| Copyright | (C) 2015 mniip |
|---|---|
| License | BSD3 |
| Maintainer | mniip <mniip@mniip.com> |
| Stability | experimental |
| Portability | portable |
| Safe Haskell | Safe |
| Language | Haskell2010 |
Data.List.Kmp.Internal
Description
Implementation of the prefix-function on cons-cells.
prefix-function has a simple implementation using arrays, the challenge,
however was to implement it on haskell lists (which are cons cells) without
losing any complexity. The following code uses a tying-the-knot data passing
structure, however no complicated laziness mechanisms are used: a KmpState
only depends on previous KmpStates and therefore this algorithm can be
safely implemented in a strict language using pointers.
- data KmpState a = KmpState {}
- data GenericKmpState i a = GenericKmpState {
- gKmpTail :: [a]
- gKmpLength :: Maybe i
- gKmpPrev :: [GenericKmpState i a]
- kmpTraverse :: Eq a => [a] -> [KmpState a]
- kmpTraverseBy :: (a -> a -> Bool) -> [a] -> [KmpState a]
- gKmpTraverse :: (Num i, Eq a) => [a] -> [GenericKmpState i a]
- gKmpTraverseBy :: Num i => (a -> a -> Bool) -> [a] -> [GenericKmpState i a]
Documentation
data GenericKmpState i a Source
KmpState generalized over the number type. Nothing represents zero and
is used to avoid the Eq constraint
Constructors
| GenericKmpState | |
Fields
| |
kmpTraverse :: Eq a => [a] -> [KmpState a] Source
O(N). Compute the list of prefix-function states for a given input.
kmpTraverseBy :: (a -> a -> Bool) -> [a] -> [KmpState a] Source
O(N) and O(N) calls to the predicate. Compute the list of prefix-function
states using a given equality predicate. See prefixFunBy
for a detailed explanation of what predicates are allowed.
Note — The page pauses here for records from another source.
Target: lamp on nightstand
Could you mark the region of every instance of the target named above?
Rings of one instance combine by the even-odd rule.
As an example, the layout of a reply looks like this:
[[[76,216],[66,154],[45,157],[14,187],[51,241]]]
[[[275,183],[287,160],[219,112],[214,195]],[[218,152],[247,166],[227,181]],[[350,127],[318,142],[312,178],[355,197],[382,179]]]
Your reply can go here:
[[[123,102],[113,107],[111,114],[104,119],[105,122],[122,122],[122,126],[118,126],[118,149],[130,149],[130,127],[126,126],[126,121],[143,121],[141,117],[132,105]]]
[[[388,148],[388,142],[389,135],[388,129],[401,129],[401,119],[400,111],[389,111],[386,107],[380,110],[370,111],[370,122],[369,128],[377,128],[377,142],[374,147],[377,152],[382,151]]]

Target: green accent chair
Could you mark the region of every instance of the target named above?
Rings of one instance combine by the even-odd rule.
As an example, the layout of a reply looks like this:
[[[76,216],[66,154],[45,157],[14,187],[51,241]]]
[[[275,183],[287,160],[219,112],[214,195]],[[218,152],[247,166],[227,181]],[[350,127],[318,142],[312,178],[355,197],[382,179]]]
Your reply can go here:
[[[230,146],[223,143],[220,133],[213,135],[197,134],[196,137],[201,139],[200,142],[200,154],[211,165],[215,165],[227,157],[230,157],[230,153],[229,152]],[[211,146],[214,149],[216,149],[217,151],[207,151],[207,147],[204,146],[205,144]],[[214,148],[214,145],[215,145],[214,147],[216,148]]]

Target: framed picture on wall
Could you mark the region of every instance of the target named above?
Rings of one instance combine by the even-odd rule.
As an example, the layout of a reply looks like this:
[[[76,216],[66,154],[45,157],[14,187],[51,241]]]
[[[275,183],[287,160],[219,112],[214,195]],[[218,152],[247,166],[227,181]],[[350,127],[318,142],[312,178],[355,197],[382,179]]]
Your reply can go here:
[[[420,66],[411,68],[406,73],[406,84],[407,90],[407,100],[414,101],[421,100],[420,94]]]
gKmpTraverse :: (Num i, Eq a) => [a] -> [GenericKmpState i a] Source
O(N) and O(N) plus-1's. Compute the list of prefix-function states using a given number type.
gKmpTraverseBy :: Num i => (a -> a -> Bool) -> [a] -> [GenericKmpState i a] Source
O(N), O(N) calls to the predicate, and O(N) plus-1's. Compute the list of prefix-function states using a given number type and a given equality predicate.